Descriptor-based sample navigation via dimensional reduction(ish) (proof-of-concept)

rodrigo.constanzo · July 24, 2019, 4:03pm

There’s some interesting discussion on this topic in the thread on @groma’s talk, as well as @tutschku’s thread on Dimensionality Reduction, but rather than derailing those threads, I figured I’d make a new thread for the proof-of-concept for what will be a dimensionality reduced “automatic sample parser”.

This is basically a combination of batch analysis and “onset descriptors” bits of code discussed in this thread (and elsewhere). I have a corpus of 3094 samples which I’ve analyzed for around 50 data points, of which I’m only using two for now (loudness max, and spectral centroid mean) to browse the sample space.

A video explanation:

And short musical demo:

So at the moment it’s a direct 1-to-1 mapping of velocity->loudness and radius->centroid. (well, I’m doing some clever normalization and min, mean, max scaling to make it more browse-able).

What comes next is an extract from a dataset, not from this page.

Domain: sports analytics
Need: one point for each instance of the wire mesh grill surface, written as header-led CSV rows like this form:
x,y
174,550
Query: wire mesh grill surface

Among many other ideas, this is one of the intended use cases that I wanted to apply the descriptor space dimension reduction stuff to. Where I can take an arbitrary amount of descriptors (and their stats) and map them onto a dimensionally reduced space (in this case velocity/radius on a drum pad).

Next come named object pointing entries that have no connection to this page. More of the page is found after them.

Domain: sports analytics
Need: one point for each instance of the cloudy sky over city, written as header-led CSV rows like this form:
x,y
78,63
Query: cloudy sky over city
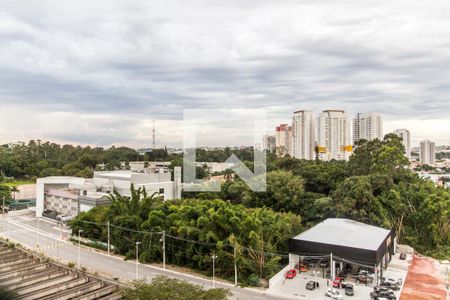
x,y
99,72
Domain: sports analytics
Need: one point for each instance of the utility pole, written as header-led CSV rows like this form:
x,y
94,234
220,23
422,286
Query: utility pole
x,y
153,137
332,271
214,257
164,248
137,260
109,240
79,238
37,233
235,267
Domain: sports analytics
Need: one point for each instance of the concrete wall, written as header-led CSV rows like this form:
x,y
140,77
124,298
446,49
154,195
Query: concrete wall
x,y
51,181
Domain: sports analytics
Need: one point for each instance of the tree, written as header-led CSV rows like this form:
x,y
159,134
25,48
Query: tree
x,y
163,287
284,192
377,156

A bunch of the discussion at the 2nd plenary went over my head on this, but incorporating self-organizing maps to evenly space the available samples would also be great, to avoid the clustering from the videos/demo of @groma’s talk. That makes total sense when browsing/searching samples, but less so (for me) when playing sounds.

Either way, I just wanted to share an early proof-of-concept on that.

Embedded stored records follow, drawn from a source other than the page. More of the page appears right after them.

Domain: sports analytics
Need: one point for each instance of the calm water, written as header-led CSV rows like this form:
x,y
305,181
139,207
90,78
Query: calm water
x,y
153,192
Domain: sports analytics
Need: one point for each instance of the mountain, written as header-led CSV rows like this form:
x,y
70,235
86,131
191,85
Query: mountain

jamesbradbury · July 24, 2019, 5:24pm

This is cool - especially bell on bell action in number 2. With just two descriptors you get a lot of variety and control.

Some thoughts on dimensionality reduction which I’m sure others can weigh in on. I have recently been using PCA to try and ‘find’ things, using the computer to make sense of some information and throw me the results. There is a huge variety of timbres/lengths and behaviours in the samples and there are clear perceptual groupings of how things might go together and so I had a few exemplars from the data set that I serendipitously came across and wanted to find things close to them.

I initially did Principal Component Analysis on my samples, trying to reduce 120 data points down for each, down to 2 which are then converted into cartesian coordinates, similar to what you have. The clustering was okay. Groups of samples that perceptually went together weren’t always grouped with each other but occasionally really tight clusters spread out from a main cluster would appear and they would be very agreeable (all sinusoidal for example). What I didn’t like about this was that there was a huge blob of pretty much everything else in the middle of my plot which is fairly incomrehensible in terms of navigation or what the clustering really means.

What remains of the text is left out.